There is still limited understanding of how waters mix, where waters come from and for how long they reside in tropical catchments. In this study, we used a tracer-aided model (TAM) and a gamma convolution integral model (GM) to assess runoff generation, mixing processes, water ages and transit times (TT) in the pristine humid tropical rainforest Quebrada Grande catchment in central Costa Rica. Models are based on a four-year data record (2016 to 2019) of continuous hydrometric and stable isotope observations. Both models agreed on a young water component of fewer than 95 days in age for 75% of the study period. The streamflow water ages ranged from around two months for wetter years (2017) and up to 9.5 months for drier (2019) years with a better agreement between the GM estimated TTs and TAM water ages for younger waters. Such short TTs and water ages result from high annual rainfall volumes even during drier years with 4,300 mm of annual precipitation (2019) indicating consistent quick near-surface runoff generation with limited mixing of waters and a supra-regional groundwater flow of likely unmeasured older waters. The TAM in addition to the GM allowed simulating streamflow (KGE > 0.78), suggesting an average groundwater contribution of less than 40% to streamflow. The model parameter uncertainty was constrained in calibration using stable water isotopes (δ2H), justifying the higher TAM model parameterization. We conclude that the multi-model analysis provided consistent water age estimates of a young water dominated catchment. This study represents an outlier compared to the globally predominant old water paradox, exhibiting a tropical rainforest catchment with higher new water fractions than older water.
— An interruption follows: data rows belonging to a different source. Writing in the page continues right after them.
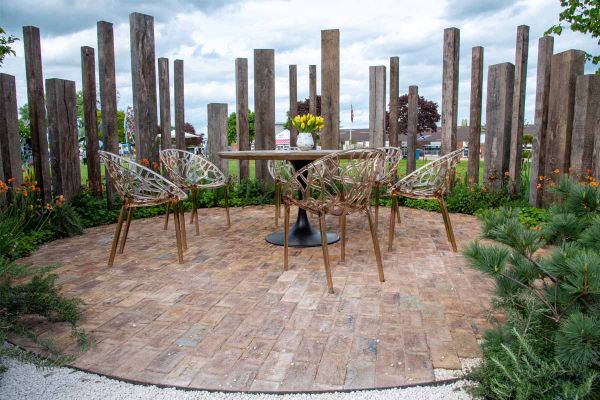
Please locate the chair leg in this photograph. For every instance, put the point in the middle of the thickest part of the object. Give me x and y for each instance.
(167, 216)
(392, 226)
(113, 248)
(324, 246)
(286, 231)
(447, 223)
(226, 188)
(176, 217)
(182, 225)
(376, 246)
(126, 231)
(343, 237)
目前学界对热带流域内水体的混合机制、补给来源以及驻留时长的认知仍较为有限。本研究采用示踪辅助模型（tracer-aided model, TAM）与伽马卷积积分模型（gamma convolution integral model, GM），对哥斯达黎加中部原始湿润热带雨林流域Quebrada Grande的产流过程、水体混合机制、水体年龄及滞留时间（transit times, TT）开展评估。上述模型基于2016至2019年共四年的连续水文观测与稳定同位素监测数据构建。两种模型均得出：在研究周期的75%时段内，流域水体以年龄小于95天的年轻水体为主。径流水体年龄的范围在2个月左右（湿润年份2017年）至9.5个月（干旱年份2019年）之间；其中，针对年轻水体，伽马卷积积分模型估算的滞留时间与示踪辅助模型估算的水体年龄吻合度更高。即便在2019年这类年降水量达4300毫米的干旱年份，流域年降雨量仍处于较高水平，这也是导致水体滞留时间与年龄普遍偏短的原因：这表明流域始终以快速近地表产流为主，水体混合程度有限，且存在未被观测的超区域地下径流（携带年龄更老的水体）。示踪辅助模型与伽马卷积积分模型均能较好模拟径流过程（克林-古普塔效率系数Kling-Gupta Efficiency, KGE>0.78），其结果显示地下水对径流的平均贡献率不足40%。本次校准过程中，研究通过氢稳定同位素δ²H数据约束了模型参数的不确定性，这也佐证了示踪辅助模型更高复杂度的参数化方案的合理性。本研究认为，本次多模型分析针对以年轻水体为主的流域得到了一致的水体年龄估算结果。与全球范围内普遍存在的"老水悖论"研究结论相比，本研究的案例属于特例：该热带雨林流域的新水占比高于老水占比。